The People's Liberation Army and the Armed Police Force have halted 40 percent of their commercial activities as part of the ongoing military reform, Xinhua News Agency reported.
Decommercialization efforts will now focus on five fields - house rentals, agricultural and livestock production, hospitality services, medical services, and research and development - the report said on Tuesday.
Governments in provincial-level regions, including Beijing, Tianjin, Shanghai, Chongqing and Guangdong, have set up interdepartmental teams to work with military authorities to push forward the efforts, it said, adding that most business owners who rented houses from or used commercial services of the military received local government assistance.
The Supreme People's Court has also established a panel to help the military deal with related legal and judiciary affairs, Xinhua said.
In February, the Central Military Commission ordered the PLA and the Armed Police Force to eradicate all commercial activities within three years. The top military body requested units stop signing new contracts and negotiate with civilian clients to cancel existing ones.
The Chinese military started running its own businesses in the mid-1980s to offset a sharp decrease in the defense budget ordered by then-leader Deng Xiaoping.

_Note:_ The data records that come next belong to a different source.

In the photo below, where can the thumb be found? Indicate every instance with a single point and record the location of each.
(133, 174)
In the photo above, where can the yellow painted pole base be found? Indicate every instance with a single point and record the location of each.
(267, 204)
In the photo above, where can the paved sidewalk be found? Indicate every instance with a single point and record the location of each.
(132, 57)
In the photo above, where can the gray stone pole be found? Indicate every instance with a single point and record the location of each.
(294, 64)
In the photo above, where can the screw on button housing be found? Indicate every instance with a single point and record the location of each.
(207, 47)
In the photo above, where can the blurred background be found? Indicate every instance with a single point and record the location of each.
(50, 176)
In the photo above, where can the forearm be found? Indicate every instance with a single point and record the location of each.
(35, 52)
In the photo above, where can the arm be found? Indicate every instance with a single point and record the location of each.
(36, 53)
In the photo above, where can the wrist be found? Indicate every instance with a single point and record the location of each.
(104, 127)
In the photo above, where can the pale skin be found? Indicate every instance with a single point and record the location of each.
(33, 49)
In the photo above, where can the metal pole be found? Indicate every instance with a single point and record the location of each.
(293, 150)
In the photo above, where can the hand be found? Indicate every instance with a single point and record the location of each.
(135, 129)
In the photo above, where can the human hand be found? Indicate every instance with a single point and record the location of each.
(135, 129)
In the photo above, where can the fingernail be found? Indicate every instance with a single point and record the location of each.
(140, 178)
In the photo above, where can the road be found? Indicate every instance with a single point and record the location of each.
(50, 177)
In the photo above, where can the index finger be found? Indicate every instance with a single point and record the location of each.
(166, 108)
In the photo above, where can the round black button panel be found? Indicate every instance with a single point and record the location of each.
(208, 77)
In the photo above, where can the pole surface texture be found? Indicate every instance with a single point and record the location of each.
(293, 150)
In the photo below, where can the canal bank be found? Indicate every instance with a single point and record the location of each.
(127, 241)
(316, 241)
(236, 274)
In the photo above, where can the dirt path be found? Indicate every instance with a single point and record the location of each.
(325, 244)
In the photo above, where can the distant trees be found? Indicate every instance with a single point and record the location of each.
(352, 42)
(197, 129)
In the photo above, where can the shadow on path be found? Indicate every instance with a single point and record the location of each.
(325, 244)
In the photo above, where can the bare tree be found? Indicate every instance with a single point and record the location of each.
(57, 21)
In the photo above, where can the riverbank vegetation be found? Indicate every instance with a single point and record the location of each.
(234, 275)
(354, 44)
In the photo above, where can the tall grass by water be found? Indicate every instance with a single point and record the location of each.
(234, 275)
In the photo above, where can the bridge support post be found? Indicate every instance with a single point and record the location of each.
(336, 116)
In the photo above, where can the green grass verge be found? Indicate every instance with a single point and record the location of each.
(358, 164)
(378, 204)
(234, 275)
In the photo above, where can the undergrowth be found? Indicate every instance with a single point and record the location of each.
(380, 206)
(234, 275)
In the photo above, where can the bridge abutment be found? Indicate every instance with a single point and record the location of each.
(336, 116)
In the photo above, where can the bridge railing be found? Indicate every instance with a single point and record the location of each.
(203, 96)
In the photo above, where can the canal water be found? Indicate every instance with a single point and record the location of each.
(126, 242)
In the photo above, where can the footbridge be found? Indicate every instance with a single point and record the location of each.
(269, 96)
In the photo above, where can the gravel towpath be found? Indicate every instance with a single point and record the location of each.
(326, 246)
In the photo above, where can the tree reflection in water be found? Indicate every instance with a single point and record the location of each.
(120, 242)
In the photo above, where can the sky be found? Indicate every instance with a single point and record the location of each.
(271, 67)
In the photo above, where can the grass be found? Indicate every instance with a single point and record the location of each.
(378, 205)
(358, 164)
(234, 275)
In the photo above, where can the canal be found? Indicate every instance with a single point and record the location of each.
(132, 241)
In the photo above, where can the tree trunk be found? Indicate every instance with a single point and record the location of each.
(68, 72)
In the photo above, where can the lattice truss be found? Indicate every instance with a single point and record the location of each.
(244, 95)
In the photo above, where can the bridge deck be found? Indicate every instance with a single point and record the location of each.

In 1992, the Central Military Commission officially approved commercial activities by the PLA and the Armed Police Force.
Senior Colonel Gong Fangbin, a political education researcher at PLA National Defense University, said several corruption cases involving senior officers were closely connected to the military's commercial activities.
The military's involvement in commercial sectors also aroused public suspicion about whether the PLA was focused on honing its combat capabilities and whether defense funds were properly used.
The closure of the military's businesses would help uproot the hotbed of corruption within the armed forces and enable them to concentrate on combat readiness, Gong said.